Axis in Python and MARGIN in R explained
I tried to understand the concept of axis in python libraries numpy and
pandas better, because I often mix them up with similar concepts in R. After
trying a few things out and reading around, I think I understand both worlds
better now.
During this process, a post on StackOverflow was particularly helpful.
Axis in Python
Consider the following code snippet
import numpy as np
import pandas as pd
ar = np.array([[3,4,5], [4,5,6]])
df = pd.DataFrame({'A':[3,4,5], 'B':[4,5,6]})
## in numpy, if axis is `None`, the mean of the flattened array is reported
ar.mean() # 4.5
## axis=0 means that the operation acts on all *rows* in each column
ar.mean(axis=0) ## array([3.5, 4.5, 5.5])
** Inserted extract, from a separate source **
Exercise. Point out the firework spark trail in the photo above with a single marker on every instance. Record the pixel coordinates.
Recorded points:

## axis=1 means that the operation acts on the all *columns* in each row
ar.mean(axis=1) ## array([4., 5.])
## in pandas, if axis is not given, the mean of the columns (axis=0) is reported
## output
##> A 4.0
##> B 5.0
##> dtype: float64
df.mean()
## axis=0 means that the operation acts on all *rows* in each column
## equivalently, one can use `df.mean(axis='rows')` or `df.mean(axis='index')`.
df.mean(axis=0)
## axis=1 means that the operation acts on all *columns* in each row
## output
##> 0 3.5
##> 1 4.5
##> 2 5.5
## dtype: float64
df.mean(axis=1)
In the documentation of
numpy,
it is stated that the axis parameter specifies Axis or axes along which the
means are computed. Unfortunately, I find the concept of ‘along which’
particularly confusing.
The Python behaviour can be better understood with a three-dimensional array
It turns out that the concept of axis is easier to understand if we use
an example of a three-dimensional array.
>>> ar2 = np.array([[[3,4],[5,6]],[[7,8],[9,10]]])
>>> ar2
array([[[ 3, 4],
[ 5, 6]],
[[ 7, 8],
[ 9, 10]]])
>>> ar2.mean()
6.5
>>> ar2.mean(axis=0) # mean of 3 and 7, 4 and 8, 5 and 9, and 6 and 10
array([[5., 6.],
[7., 8.]])
>>> ar2.mean(axis=1) # mean of 3 and 5, 4 and 6, 7 and 9, and 8 and 10
array([[4., 5.],
[8., 9.]])
>>> ar2.mean(axis=2) # mean of 3 and 4, 5 and 6, 7 and 8, and 9 and 10
array([[3.5, 5.5],
[7.5, 9.5]])
In essence, when we run ar2.mean(axis=0), we ask numpy to go through ar2[i,
0, 0] where i can take values between 0 and the first element of ar2.shape,
and calculate the mean value of the values that numpy sees during the iteration.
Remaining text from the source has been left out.